Regulatory Overreach Compromises Workplace Safety Initiatives

In case you had any doubt that the current public debate over the scope of federal regulation is more about political ideology rather than practical reality, look no further than OSHA’s ramped up oversight of workplace safety issues.

Now on the surface, this may sound like a laudable focus because almost everyone agrees that there is a role for government in making sure that sensible workplace safety standards are established and adhered to. But of course, in this current political climate Obama regulators just don’t know when to say when.

Specifically, OSHA has recently started to subpoena workplace safety audits prepared by workers’ compensation self-insurers and insurance carriers. Keep in mind that that these audits are prepared on voluntary basis so that employers/insurers are better able to proactively address any safety deficiencies that may exist. Such audits are particularly important tools for workers’ compensation self-insurers because they “own” every dollar saved on payments to injured workers.

Historically, OSHA has not attempted to access such audits because everyone understood that employers would likely stop preparing these risk management tools if they could be used against them in regulatory enforcement and/or legal proceedings.

This precedence has been overturned by a recent federal district court ruling stating that OSHA does have the right to subpoena safety audits and related documentation.

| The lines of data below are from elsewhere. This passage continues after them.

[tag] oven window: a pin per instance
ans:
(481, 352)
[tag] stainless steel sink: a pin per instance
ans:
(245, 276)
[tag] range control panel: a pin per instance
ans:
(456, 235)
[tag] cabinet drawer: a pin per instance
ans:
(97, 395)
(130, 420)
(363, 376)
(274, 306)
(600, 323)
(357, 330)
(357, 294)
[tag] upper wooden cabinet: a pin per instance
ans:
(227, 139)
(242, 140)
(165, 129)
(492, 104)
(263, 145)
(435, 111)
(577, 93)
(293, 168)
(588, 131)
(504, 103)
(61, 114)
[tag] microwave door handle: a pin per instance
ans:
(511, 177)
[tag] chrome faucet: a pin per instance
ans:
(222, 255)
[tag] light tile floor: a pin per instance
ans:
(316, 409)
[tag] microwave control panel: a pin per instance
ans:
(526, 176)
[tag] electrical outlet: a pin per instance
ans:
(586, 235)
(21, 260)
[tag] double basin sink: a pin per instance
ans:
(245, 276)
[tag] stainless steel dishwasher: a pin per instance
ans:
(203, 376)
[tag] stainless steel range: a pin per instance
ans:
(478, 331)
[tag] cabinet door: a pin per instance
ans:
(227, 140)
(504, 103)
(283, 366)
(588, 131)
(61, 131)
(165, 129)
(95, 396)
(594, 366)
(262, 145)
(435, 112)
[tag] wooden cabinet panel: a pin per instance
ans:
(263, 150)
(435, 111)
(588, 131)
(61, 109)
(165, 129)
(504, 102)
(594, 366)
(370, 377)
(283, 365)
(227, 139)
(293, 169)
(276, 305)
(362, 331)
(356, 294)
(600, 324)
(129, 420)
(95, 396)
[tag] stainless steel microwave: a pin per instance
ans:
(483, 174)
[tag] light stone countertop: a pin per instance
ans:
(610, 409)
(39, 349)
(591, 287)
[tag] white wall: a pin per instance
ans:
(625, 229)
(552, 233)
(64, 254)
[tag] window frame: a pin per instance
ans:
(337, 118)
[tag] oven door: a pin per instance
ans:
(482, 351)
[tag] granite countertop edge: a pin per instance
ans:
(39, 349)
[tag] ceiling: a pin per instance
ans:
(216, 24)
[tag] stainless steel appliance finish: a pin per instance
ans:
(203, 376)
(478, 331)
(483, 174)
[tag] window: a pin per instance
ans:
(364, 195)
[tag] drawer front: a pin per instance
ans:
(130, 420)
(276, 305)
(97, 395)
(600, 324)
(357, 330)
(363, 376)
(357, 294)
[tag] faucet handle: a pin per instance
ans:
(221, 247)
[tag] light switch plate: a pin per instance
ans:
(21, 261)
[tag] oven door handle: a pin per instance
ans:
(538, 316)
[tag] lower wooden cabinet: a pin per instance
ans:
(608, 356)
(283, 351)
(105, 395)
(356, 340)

Specifically, the ruling in the case of Solis v. Grinnell Mutual Reinsurance Company concluded that audit subpoena are generally enforceable if:

1) They reasonably relate to an investigation within OSHA’s authority;
2) The requested documents are relevant to OSHA’s investigation;
3) The request is not too vague
4) Proper administrative procedures have been followed; and
5) The subpoena does not demand information for an “illegitimate purpose”

According to OSHA’s internal policy regarding voluntary self-audits, the agency will not “routinely” request such audits at the beginning of an inspection, or use the audits to identify hazards to inspect.
But now with a favorable court ruling in their back pocket, it’s very reasonable to expect that OSHA regulators will, in fact, make safety audit subpoenas a routine part of their investigative process.

Of course, and ironically, the real victims are the workers as many employers are likely to curtail such formal audits in response to OSHA’s invasive zeal. Another classic example of “no good deed goes unpunished” apparently embraced by this administration.